Attorney General and Minister of Legal Affairs, Mr. Mohabir Anil Nandlall, SC, in a release on Sunday, said the Council of Legal Education (CLE) of the West Indies, has considered Guyana’s request for the home-based law school.
Guyana’s case for the establishment of the school was supported by the Hon. Yonette Cummings-Edwards, OR, Chancellor of the Judiciary (ag) who represented the Judicature, and Attorneys-at-Law, Teni Housty and Kamal Ramkarran, both of whom represented the Guyana Bar Association.
If approved, the school would be the fourth to be operated by the CLE within CARICOM, and could support the other three in attracting students from home, across the region and further afield.
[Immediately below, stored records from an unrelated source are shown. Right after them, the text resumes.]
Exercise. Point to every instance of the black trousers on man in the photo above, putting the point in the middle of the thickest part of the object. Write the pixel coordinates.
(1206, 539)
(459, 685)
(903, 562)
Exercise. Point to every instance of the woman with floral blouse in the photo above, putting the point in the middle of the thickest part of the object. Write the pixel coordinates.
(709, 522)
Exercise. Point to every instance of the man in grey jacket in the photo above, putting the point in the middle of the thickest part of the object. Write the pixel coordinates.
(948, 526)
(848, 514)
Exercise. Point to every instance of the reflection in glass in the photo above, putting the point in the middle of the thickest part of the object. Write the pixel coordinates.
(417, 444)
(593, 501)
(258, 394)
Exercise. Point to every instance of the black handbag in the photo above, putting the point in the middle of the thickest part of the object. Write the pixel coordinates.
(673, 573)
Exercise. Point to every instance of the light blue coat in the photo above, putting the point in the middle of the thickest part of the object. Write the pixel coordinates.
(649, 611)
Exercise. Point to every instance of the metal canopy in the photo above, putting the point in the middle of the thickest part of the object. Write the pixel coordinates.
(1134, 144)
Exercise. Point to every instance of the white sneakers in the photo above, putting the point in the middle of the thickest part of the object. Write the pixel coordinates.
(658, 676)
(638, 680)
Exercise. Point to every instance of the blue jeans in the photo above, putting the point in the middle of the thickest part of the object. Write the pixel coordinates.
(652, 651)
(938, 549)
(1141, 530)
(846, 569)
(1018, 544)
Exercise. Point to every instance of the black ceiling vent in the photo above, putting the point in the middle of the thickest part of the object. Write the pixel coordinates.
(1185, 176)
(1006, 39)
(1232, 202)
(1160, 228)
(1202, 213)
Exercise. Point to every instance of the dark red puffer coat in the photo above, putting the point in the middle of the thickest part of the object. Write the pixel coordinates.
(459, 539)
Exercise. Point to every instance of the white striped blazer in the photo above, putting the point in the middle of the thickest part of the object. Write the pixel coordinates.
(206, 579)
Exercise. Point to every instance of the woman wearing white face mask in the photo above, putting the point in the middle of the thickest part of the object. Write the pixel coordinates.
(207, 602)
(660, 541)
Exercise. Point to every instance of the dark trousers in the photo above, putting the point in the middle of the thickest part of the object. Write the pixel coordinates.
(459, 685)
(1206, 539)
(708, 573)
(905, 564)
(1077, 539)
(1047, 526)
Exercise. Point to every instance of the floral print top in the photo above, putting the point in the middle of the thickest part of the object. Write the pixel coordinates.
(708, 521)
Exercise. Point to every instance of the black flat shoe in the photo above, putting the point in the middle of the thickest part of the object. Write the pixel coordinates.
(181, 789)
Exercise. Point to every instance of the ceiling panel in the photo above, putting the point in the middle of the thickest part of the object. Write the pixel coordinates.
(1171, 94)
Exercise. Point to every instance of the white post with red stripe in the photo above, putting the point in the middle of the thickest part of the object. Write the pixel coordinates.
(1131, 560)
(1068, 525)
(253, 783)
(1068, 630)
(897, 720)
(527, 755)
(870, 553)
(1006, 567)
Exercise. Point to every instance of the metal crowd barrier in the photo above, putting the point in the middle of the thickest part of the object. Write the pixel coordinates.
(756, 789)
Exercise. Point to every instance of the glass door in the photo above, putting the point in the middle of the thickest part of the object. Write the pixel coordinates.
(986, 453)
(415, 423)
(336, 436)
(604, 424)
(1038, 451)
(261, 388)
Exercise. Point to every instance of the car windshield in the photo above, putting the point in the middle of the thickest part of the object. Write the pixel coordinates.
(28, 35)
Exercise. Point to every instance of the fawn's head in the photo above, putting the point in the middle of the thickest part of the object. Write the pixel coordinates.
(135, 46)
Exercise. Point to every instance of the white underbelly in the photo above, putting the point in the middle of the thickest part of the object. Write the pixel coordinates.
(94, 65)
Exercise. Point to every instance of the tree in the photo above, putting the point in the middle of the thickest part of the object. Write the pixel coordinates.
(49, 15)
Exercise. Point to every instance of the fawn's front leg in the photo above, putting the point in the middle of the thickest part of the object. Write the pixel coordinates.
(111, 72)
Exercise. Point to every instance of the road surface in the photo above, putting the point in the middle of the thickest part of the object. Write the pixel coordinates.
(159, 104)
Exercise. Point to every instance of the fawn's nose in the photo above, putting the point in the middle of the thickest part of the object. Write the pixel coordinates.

The other three are the Hugh Wooding in Trinidad, Norman Manley in Jamaica, and Eugene Dupuch in The Bahamas
The government, in its request to the CLE, wants the school to be a Council’s institution, managed and administered by the CLE, but the Government of Guyana will provide the land and buildings as set out in the decision established by the council.
The CLE was created by a Treaty Agreement signed in 1971 by Barbados, Dominica, Grenada, Guyana, Jamaica, Trinidad and Tobago, the University of the West Indies, and the University of Guyana.